Warrior_EA Project Overview

Description

Warrior_EA is a modular, AI/ML-ready MetaTrader 5 Expert Advisor designed for robust, production-grade trading. It integrates traditional and AI-driven signals, advanced money management, trailing stops, and a database/statistics subsystem for adaptive optimization.

Key Features

  • AI/ML Integration: LSTM, PAI, and CONV neural network signals, with configurable feature pipelines and training options.
  • Traditional Signals: Modular support for classic indicators (MA, MACD, RSI, etc.) and price action patterns.
  • Money Management: Fixed lot, fixed risk, and intelligent/adaptive strategies.
  • Trailing Stops: ATR-based, MA-based, Parabolic SAR, and more.
  • Database/Statistics: Tracks trades, signals, and performance for optimization and research.
  • Configurable Inputs: All major features and strategies are user-configurable via Inputs.mqh.
  • Robust Initialization: Retry logic and error handling for all critical subsystems.
  • Production-Ready: Designed for institutional and advanced retail use, with a focus on maintainability and extensibility.

Directory Structure

  • AI/: Neural network and ML logic
  • Database/: Database and statistics management
  • Enumerations/: Enum and type definitions
  • Expert/: Main EA orchestration and custom logic
  • Money/: Money management strategies
  • Signals/: Signal generation (AI and traditional)
  • Structures/: Data structures for signals and trades
  • System/: Utility and infrastructure modules
  • Trailing/: Trailing stop strategies
  • Variables/: Global input parameters and runtime variables

Getting Started

  1. Configure your desired strategies and features in Variables/Inputs.mqh.
  2. Compile Warrior_EA.mq5 in MetaEditor.
  3. Attach to a chart and enable Algo Trading.
  4. Monitor logs and database/statistics for performance and optimization.

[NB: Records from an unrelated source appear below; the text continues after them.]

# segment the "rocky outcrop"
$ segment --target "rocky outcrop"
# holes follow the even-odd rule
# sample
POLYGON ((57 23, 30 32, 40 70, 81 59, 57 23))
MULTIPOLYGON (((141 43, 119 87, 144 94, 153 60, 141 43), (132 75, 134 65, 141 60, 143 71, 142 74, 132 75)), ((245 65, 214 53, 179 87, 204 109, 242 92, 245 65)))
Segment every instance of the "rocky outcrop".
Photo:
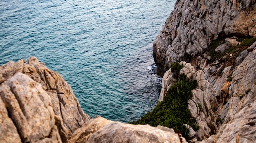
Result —
POLYGON ((70 143, 187 143, 173 130, 147 125, 133 125, 107 120, 92 119, 78 129, 70 143))
POLYGON ((48 137, 56 136, 66 143, 90 119, 70 86, 35 57, 27 64, 21 59, 1 66, 0 84, 2 99, 23 142, 47 142, 42 141, 54 141, 48 137))
MULTIPOLYGON (((199 127, 196 134, 193 134, 193 130, 191 130, 190 137, 194 138, 193 142, 198 140, 200 141, 209 137, 211 134, 216 133, 218 131, 216 123, 218 115, 212 110, 217 108, 218 102, 210 83, 204 79, 203 71, 197 71, 190 63, 182 62, 180 64, 184 66, 180 70, 180 74, 184 74, 189 78, 198 82, 198 86, 195 89, 192 90, 192 97, 188 103, 191 117, 195 119, 199 127)), ((172 75, 171 69, 164 74, 159 101, 162 101, 168 89, 177 81, 172 75)))
MULTIPOLYGON (((214 70, 215 72, 221 70, 221 76, 210 74, 214 66, 205 67, 204 74, 202 70, 196 71, 190 63, 180 62, 185 65, 180 74, 198 82, 188 102, 191 116, 200 127, 197 138, 191 142, 203 139, 202 143, 254 143, 256 140, 256 42, 239 57, 236 64, 240 64, 233 70, 230 66, 214 70), (211 134, 216 135, 208 138, 211 134)), ((171 79, 172 75, 171 70, 165 73, 162 90, 166 85, 173 84, 173 80, 165 79, 171 79)))
MULTIPOLYGON (((22 142, 61 142, 50 96, 41 85, 18 73, 1 84, 0 94, 1 108, 6 107, 5 117, 12 121, 11 129, 18 133, 15 136, 20 137, 22 142)), ((3 129, 1 133, 5 132, 3 129)))
MULTIPOLYGON (((256 101, 256 48, 234 70, 230 86, 230 99, 224 106, 224 123, 234 119, 236 113, 256 101)), ((256 117, 256 115, 255 115, 256 117)))
POLYGON ((220 129, 216 135, 202 143, 248 143, 256 141, 256 101, 245 107, 220 129))
POLYGON ((70 86, 35 57, 0 66, 1 143, 187 143, 162 126, 91 119, 70 86))
POLYGON ((256 36, 256 11, 252 0, 177 1, 154 42, 157 73, 162 76, 176 61, 200 61, 213 40, 256 36))

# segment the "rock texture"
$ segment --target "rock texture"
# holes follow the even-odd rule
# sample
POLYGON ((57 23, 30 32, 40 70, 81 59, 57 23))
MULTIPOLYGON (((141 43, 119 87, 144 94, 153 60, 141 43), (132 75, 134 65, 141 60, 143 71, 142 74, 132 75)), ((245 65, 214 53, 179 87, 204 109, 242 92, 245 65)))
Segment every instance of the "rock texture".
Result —
POLYGON ((41 85, 18 73, 1 84, 0 94, 22 142, 61 142, 50 97, 41 85))
POLYGON ((61 141, 67 143, 90 119, 70 86, 35 57, 30 57, 27 64, 21 59, 1 66, 0 84, 2 99, 22 142, 48 141, 48 136, 54 136, 58 141, 60 136, 61 141), (54 136, 51 134, 54 131, 54 136))
POLYGON ((213 40, 229 35, 256 36, 255 2, 177 1, 154 42, 157 73, 163 75, 176 61, 190 62, 202 54, 213 40))
POLYGON ((187 143, 173 129, 85 114, 70 86, 35 57, 0 66, 1 143, 187 143))
POLYGON ((234 118, 223 125, 216 135, 202 143, 248 143, 256 141, 256 101, 245 107, 234 114, 234 118))
MULTIPOLYGON (((233 70, 230 66, 208 66, 204 73, 201 70, 196 71, 190 63, 180 62, 184 65, 180 74, 198 82, 188 102, 191 116, 200 127, 190 142, 203 139, 202 143, 212 143, 256 141, 256 42, 236 59, 239 62, 234 64, 238 64, 233 70), (210 74, 218 71, 222 71, 221 76, 210 74), (211 134, 216 135, 210 136, 211 134)), ((166 80, 172 79, 172 75, 170 70, 165 73, 162 91, 175 83, 173 80, 166 80)), ((168 88, 161 95, 164 97, 167 91, 168 88)))
POLYGON ((78 129, 71 143, 187 143, 166 127, 133 125, 101 117, 91 120, 78 129))
MULTIPOLYGON (((194 138, 194 142, 202 140, 209 137, 210 134, 216 133, 218 131, 216 123, 218 116, 212 111, 217 108, 217 101, 210 83, 204 79, 204 73, 202 70, 197 71, 190 63, 184 62, 181 62, 180 64, 184 65, 184 67, 180 70, 180 74, 184 74, 189 78, 198 81, 198 86, 192 90, 192 97, 188 103, 191 116, 195 119, 199 129, 196 134, 194 134, 193 131, 190 131, 190 134, 191 137, 195 137, 194 138), (202 109, 200 109, 199 104, 202 106, 202 109)), ((164 74, 159 101, 162 101, 168 90, 177 81, 172 75, 171 69, 164 74)))

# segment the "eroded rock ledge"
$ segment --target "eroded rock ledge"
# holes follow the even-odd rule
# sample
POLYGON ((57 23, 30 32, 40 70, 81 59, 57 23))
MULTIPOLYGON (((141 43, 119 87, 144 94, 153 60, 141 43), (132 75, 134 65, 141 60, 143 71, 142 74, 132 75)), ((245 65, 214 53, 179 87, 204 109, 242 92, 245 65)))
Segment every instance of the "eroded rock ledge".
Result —
POLYGON ((1 143, 187 143, 173 130, 133 125, 80 108, 70 86, 35 57, 0 66, 1 143))
POLYGON ((253 0, 177 0, 154 42, 157 73, 162 76, 176 61, 202 60, 214 40, 256 36, 255 3, 253 0))
MULTIPOLYGON (((198 82, 188 103, 200 129, 190 142, 204 139, 202 143, 252 143, 256 141, 256 42, 240 55, 244 57, 232 74, 230 67, 227 67, 222 76, 215 76, 215 79, 204 75, 201 70, 197 71, 190 63, 180 62, 184 66, 180 73, 198 82), (245 55, 248 51, 251 52, 245 55), (210 81, 211 84, 206 78, 214 80, 210 81), (215 135, 210 136, 212 134, 215 135)), ((176 81, 172 75, 170 69, 163 77, 160 101, 176 81)))

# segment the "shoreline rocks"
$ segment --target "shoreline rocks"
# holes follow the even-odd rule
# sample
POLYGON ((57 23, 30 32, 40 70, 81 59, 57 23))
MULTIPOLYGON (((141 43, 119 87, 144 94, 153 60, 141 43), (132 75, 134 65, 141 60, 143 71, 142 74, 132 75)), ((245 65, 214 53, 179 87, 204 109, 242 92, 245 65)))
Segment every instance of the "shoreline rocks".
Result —
POLYGON ((0 66, 1 143, 187 143, 166 127, 92 119, 70 86, 36 57, 0 66))

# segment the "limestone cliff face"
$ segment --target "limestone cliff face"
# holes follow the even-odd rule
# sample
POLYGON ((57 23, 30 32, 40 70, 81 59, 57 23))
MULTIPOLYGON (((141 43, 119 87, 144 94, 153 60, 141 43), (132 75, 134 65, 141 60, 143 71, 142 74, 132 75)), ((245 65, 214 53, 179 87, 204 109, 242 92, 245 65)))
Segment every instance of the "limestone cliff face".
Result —
MULTIPOLYGON (((256 42, 242 52, 237 59, 242 56, 244 57, 237 63, 240 64, 232 70, 232 74, 230 66, 228 66, 223 69, 221 76, 209 75, 207 72, 207 75, 204 75, 202 70, 196 71, 190 63, 180 62, 184 65, 180 74, 184 73, 198 82, 188 103, 191 116, 196 119, 200 129, 195 138, 190 142, 204 139, 202 143, 254 143, 256 141, 256 42), (205 79, 210 79, 211 84, 205 79), (202 105, 201 109, 198 103, 202 105), (216 135, 209 138, 211 134, 216 135)), ((163 77, 159 101, 176 81, 172 74, 170 69, 163 77)))
POLYGON ((229 35, 256 36, 255 2, 177 0, 154 42, 158 73, 163 75, 176 61, 202 60, 202 53, 213 40, 229 35))
POLYGON ((187 143, 173 130, 85 114, 72 90, 35 57, 0 66, 0 143, 187 143))
POLYGON ((70 86, 35 57, 0 66, 0 84, 1 108, 6 107, 22 142, 67 143, 90 119, 70 86))

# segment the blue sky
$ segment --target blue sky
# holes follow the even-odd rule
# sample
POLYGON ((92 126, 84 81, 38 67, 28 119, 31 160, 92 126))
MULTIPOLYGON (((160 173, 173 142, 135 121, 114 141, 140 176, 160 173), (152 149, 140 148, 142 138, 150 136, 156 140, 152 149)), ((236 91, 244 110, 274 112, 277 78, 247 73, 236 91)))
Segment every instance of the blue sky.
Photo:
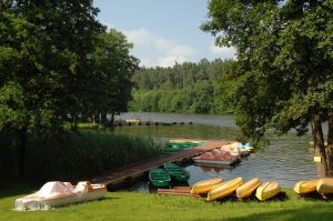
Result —
POLYGON ((98 19, 122 31, 134 43, 131 51, 144 67, 171 67, 202 58, 233 58, 232 48, 214 47, 200 30, 206 20, 205 0, 94 0, 98 19))

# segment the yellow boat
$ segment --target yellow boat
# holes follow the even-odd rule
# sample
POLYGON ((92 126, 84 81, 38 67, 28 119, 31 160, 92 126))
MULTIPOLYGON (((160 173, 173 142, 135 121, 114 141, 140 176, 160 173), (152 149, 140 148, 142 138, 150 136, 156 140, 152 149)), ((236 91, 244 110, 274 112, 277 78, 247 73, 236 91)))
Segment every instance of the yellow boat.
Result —
POLYGON ((249 198, 255 189, 260 185, 259 178, 253 178, 252 180, 245 182, 236 189, 238 198, 249 198))
POLYGON ((206 192, 211 191, 214 187, 216 187, 221 183, 222 183, 221 178, 202 180, 192 187, 191 193, 192 194, 206 193, 206 192))
POLYGON ((319 193, 333 193, 333 178, 320 179, 316 184, 316 191, 319 193))
POLYGON ((224 198, 231 194, 232 192, 234 192, 243 183, 244 181, 242 178, 235 178, 233 180, 222 182, 221 184, 219 184, 208 193, 206 200, 212 201, 212 200, 224 198))
POLYGON ((317 182, 319 180, 301 180, 295 184, 294 191, 299 194, 314 192, 316 190, 317 182))
POLYGON ((261 200, 268 200, 275 197, 280 192, 280 185, 275 181, 268 181, 262 183, 255 192, 255 197, 261 200))

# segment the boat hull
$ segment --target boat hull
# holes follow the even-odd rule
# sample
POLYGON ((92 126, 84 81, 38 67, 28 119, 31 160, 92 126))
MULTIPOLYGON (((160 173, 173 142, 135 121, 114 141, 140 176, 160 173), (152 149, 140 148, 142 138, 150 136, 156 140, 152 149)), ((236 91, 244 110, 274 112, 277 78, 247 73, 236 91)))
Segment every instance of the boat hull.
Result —
POLYGON ((295 184, 294 191, 297 194, 306 194, 310 192, 314 192, 316 191, 317 182, 319 180, 301 180, 295 184))
POLYGON ((192 160, 195 163, 210 164, 210 165, 231 165, 236 162, 236 160, 202 160, 196 158, 192 158, 192 160))
POLYGON ((316 191, 319 193, 333 193, 333 178, 320 179, 316 184, 316 191))
POLYGON ((215 178, 215 179, 209 179, 209 180, 203 180, 198 183, 195 183, 192 187, 191 193, 192 194, 202 194, 202 193, 208 193, 211 191, 213 188, 222 183, 221 178, 215 178))
POLYGON ((39 191, 17 199, 14 208, 18 211, 24 210, 48 210, 51 208, 63 207, 68 204, 98 200, 107 194, 104 184, 89 184, 89 189, 82 192, 73 191, 71 194, 57 194, 54 197, 39 197, 39 191))
POLYGON ((278 182, 275 181, 268 181, 262 183, 255 192, 255 197, 260 201, 269 200, 275 197, 281 191, 281 188, 278 182))
POLYGON ((259 178, 253 178, 236 189, 236 197, 240 199, 249 198, 260 184, 259 178))
POLYGON ((165 170, 154 168, 149 171, 149 180, 152 185, 164 188, 170 184, 171 178, 165 170))
POLYGON ((222 199, 232 192, 234 192, 244 181, 242 178, 235 178, 233 180, 222 182, 220 185, 212 189, 206 197, 208 201, 222 199))
POLYGON ((190 179, 190 173, 174 163, 164 163, 163 167, 173 180, 185 182, 190 179))

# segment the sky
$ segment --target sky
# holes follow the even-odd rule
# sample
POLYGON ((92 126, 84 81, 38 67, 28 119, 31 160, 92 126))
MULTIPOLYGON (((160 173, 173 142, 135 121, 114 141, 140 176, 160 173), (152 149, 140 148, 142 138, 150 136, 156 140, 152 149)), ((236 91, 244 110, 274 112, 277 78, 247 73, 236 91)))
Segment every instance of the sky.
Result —
POLYGON ((214 37, 200 30, 208 21, 206 0, 94 0, 94 7, 101 23, 134 44, 131 54, 141 67, 234 58, 233 48, 215 47, 214 37))

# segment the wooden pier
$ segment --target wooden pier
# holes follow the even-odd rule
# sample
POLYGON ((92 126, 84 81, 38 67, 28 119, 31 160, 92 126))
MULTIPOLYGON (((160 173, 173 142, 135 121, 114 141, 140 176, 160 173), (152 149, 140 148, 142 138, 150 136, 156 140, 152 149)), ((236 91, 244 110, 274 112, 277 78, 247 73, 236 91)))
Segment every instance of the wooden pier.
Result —
MULTIPOLYGON (((188 142, 193 141, 190 139, 175 139, 171 140, 172 142, 188 142)), ((176 153, 173 153, 168 157, 160 157, 157 159, 151 159, 144 162, 137 162, 131 165, 108 171, 100 177, 97 177, 91 180, 92 183, 104 183, 107 185, 119 185, 121 183, 127 182, 128 180, 132 180, 139 177, 142 177, 152 168, 158 168, 165 162, 175 162, 183 161, 194 155, 201 154, 206 151, 214 150, 216 148, 221 148, 221 145, 229 143, 228 140, 195 140, 195 141, 205 141, 208 143, 192 148, 190 150, 182 150, 176 153)))

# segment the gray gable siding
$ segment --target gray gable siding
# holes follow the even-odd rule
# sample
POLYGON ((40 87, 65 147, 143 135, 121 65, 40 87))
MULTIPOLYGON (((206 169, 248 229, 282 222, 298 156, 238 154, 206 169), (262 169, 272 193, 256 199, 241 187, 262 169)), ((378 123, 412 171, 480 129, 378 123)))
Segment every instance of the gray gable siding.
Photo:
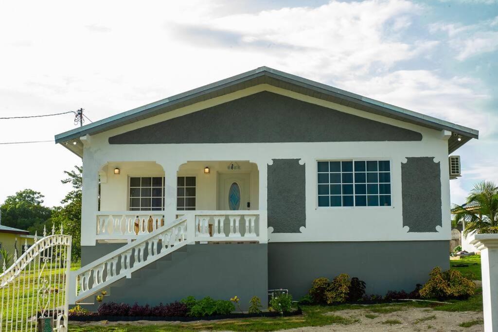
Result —
POLYGON ((419 132, 264 91, 109 138, 112 144, 419 141, 419 132))

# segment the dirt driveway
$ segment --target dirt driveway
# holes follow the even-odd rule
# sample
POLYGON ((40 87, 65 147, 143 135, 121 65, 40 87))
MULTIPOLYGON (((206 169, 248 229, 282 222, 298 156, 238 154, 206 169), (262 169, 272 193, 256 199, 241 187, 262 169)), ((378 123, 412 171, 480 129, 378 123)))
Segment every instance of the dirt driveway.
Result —
POLYGON ((292 332, 322 331, 483 331, 483 313, 460 311, 449 312, 431 309, 407 308, 387 313, 373 313, 368 310, 348 310, 331 313, 337 316, 359 320, 350 325, 329 325, 285 330, 292 332), (481 322, 468 328, 459 324, 472 321, 481 322))

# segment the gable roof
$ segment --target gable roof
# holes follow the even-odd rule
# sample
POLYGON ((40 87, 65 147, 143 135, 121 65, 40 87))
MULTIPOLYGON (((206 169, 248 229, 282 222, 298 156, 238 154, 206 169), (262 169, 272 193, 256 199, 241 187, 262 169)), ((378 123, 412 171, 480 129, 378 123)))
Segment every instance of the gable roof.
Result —
POLYGON ((11 233, 12 234, 22 234, 24 235, 28 235, 29 234, 29 232, 27 230, 19 229, 19 228, 14 228, 13 227, 4 226, 3 225, 0 225, 0 233, 11 233))
POLYGON ((436 130, 447 130, 454 135, 448 142, 451 153, 472 138, 478 138, 474 129, 394 106, 267 67, 253 70, 197 88, 55 135, 56 143, 74 141, 76 146, 66 147, 79 155, 82 149, 78 141, 86 134, 93 135, 136 121, 170 111, 187 105, 259 84, 267 84, 303 95, 351 107, 436 130), (458 138, 461 139, 458 140, 458 138))

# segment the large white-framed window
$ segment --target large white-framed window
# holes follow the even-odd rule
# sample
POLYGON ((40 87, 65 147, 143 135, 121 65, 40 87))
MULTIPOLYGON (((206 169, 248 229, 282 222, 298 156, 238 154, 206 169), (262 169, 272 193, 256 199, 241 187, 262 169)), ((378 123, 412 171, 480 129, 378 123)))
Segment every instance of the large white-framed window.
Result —
POLYGON ((195 210, 197 178, 195 176, 177 176, 176 179, 176 210, 195 210))
POLYGON ((390 206, 391 165, 385 159, 317 161, 318 206, 390 206))
POLYGON ((131 211, 164 210, 164 177, 130 176, 128 208, 131 211))

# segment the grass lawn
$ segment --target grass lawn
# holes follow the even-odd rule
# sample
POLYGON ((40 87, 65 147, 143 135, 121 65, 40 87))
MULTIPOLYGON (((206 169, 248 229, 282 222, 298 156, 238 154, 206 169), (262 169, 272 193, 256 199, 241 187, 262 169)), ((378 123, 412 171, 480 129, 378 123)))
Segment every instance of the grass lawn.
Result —
POLYGON ((451 260, 450 266, 451 268, 460 271, 464 275, 469 273, 473 273, 474 280, 481 280, 480 255, 467 256, 460 257, 458 260, 451 260), (467 266, 459 266, 459 265, 467 266))
MULTIPOLYGON (((407 302, 399 304, 385 304, 364 306, 360 305, 339 305, 330 306, 302 306, 303 315, 291 317, 274 318, 250 318, 226 320, 213 322, 199 322, 190 323, 176 323, 175 324, 138 325, 120 324, 112 326, 106 326, 104 324, 89 325, 88 326, 70 325, 69 331, 77 332, 89 331, 121 332, 122 331, 155 332, 155 331, 275 331, 279 330, 301 328, 304 327, 319 327, 325 325, 337 325, 338 328, 358 322, 354 318, 341 316, 337 312, 345 310, 367 309, 371 314, 366 315, 367 318, 374 319, 379 316, 396 311, 405 310, 411 308, 426 308, 428 317, 418 320, 418 324, 425 321, 432 320, 433 315, 430 313, 434 311, 475 311, 483 310, 481 290, 478 290, 478 294, 467 300, 451 300, 451 304, 441 305, 437 303, 421 302, 407 302)), ((359 315, 360 314, 359 313, 359 315)), ((467 324, 479 324, 478 321, 473 321, 473 317, 469 317, 470 322, 467 324)), ((395 325, 400 322, 394 320, 386 320, 384 324, 395 325)))

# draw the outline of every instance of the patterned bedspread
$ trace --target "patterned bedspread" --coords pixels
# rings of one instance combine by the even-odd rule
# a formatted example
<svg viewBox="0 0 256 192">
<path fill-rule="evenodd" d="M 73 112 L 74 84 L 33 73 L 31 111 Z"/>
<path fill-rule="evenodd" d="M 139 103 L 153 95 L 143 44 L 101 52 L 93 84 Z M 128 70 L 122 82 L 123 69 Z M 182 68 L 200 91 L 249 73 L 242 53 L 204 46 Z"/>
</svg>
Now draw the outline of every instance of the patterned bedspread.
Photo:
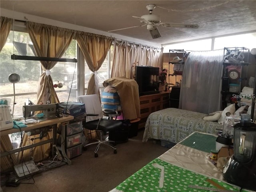
<svg viewBox="0 0 256 192">
<path fill-rule="evenodd" d="M 142 141 L 152 138 L 178 143 L 194 132 L 216 134 L 223 125 L 203 120 L 206 115 L 176 108 L 154 112 L 147 120 Z"/>
</svg>

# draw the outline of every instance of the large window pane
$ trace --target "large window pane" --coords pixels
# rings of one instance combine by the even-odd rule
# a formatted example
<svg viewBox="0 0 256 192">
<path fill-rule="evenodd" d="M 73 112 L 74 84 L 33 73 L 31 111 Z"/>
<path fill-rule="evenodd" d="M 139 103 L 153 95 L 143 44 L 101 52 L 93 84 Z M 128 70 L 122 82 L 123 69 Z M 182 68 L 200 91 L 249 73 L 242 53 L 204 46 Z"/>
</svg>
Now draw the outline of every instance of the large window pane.
<svg viewBox="0 0 256 192">
<path fill-rule="evenodd" d="M 246 47 L 251 50 L 256 47 L 256 33 L 233 35 L 215 38 L 214 49 L 224 47 Z"/>
<path fill-rule="evenodd" d="M 211 50 L 211 39 L 176 43 L 164 47 L 164 53 L 168 53 L 170 49 L 184 49 L 186 51 L 208 51 Z"/>
</svg>

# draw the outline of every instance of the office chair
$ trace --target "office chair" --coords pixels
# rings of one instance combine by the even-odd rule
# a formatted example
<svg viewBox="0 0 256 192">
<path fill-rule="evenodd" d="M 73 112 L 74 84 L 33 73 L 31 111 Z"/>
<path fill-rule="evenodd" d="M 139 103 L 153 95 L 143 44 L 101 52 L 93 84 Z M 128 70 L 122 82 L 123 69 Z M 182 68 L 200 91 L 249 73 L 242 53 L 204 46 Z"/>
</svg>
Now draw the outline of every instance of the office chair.
<svg viewBox="0 0 256 192">
<path fill-rule="evenodd" d="M 84 103 L 85 105 L 85 120 L 82 122 L 84 128 L 99 132 L 100 136 L 100 140 L 85 145 L 84 149 L 86 150 L 87 146 L 89 145 L 98 144 L 94 151 L 94 157 L 98 157 L 98 151 L 100 147 L 104 144 L 114 149 L 114 153 L 116 154 L 117 152 L 116 148 L 109 144 L 114 143 L 115 142 L 103 140 L 103 135 L 106 135 L 107 132 L 114 131 L 121 127 L 122 126 L 121 121 L 102 118 L 103 112 L 98 95 L 94 94 L 79 96 L 77 98 L 77 101 Z"/>
</svg>

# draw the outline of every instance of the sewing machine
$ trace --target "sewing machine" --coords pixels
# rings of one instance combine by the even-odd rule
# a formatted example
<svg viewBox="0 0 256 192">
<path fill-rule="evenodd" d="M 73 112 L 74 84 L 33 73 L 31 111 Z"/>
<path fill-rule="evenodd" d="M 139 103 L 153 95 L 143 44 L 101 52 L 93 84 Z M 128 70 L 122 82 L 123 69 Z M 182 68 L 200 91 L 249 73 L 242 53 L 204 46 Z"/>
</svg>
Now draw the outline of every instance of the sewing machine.
<svg viewBox="0 0 256 192">
<path fill-rule="evenodd" d="M 35 111 L 43 111 L 44 118 L 54 119 L 56 118 L 57 106 L 57 104 L 24 105 L 22 107 L 23 117 L 26 119 L 28 117 L 32 117 Z"/>
</svg>

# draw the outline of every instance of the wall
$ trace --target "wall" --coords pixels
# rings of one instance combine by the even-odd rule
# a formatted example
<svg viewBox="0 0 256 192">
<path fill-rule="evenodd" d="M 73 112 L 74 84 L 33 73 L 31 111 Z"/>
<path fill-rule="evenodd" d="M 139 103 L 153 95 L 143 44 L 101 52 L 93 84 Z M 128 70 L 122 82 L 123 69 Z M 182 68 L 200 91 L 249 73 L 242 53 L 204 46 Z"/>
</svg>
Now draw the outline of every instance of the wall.
<svg viewBox="0 0 256 192">
<path fill-rule="evenodd" d="M 131 38 L 129 37 L 119 35 L 114 33 L 100 31 L 99 30 L 97 30 L 77 25 L 61 22 L 52 19 L 47 19 L 46 18 L 26 14 L 20 12 L 8 10 L 6 9 L 0 9 L 0 13 L 1 13 L 1 16 L 9 18 L 12 18 L 16 20 L 25 21 L 26 20 L 26 19 L 24 18 L 26 18 L 28 21 L 31 22 L 42 23 L 53 26 L 56 26 L 62 28 L 73 29 L 77 31 L 84 31 L 95 34 L 104 35 L 109 37 L 112 36 L 118 39 L 124 40 L 138 44 L 141 44 L 143 45 L 153 46 L 156 47 L 162 47 L 162 45 L 160 44 L 152 43 L 150 42 L 143 41 L 138 39 Z"/>
</svg>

Modernization & AI/ML Roadmap

  • Migrate all hard-coded signals to a configurable, feature-driven pipeline.
  • Expand AI/ML subsystem with new models and training options.
  • Enhance database/statistics for deeper analytics and automated optimization.
  • Introduce unit and integration tests for all modules.

Documented April 2026. For subsystem details, see each directory's README.md and AI_NETWORK.md.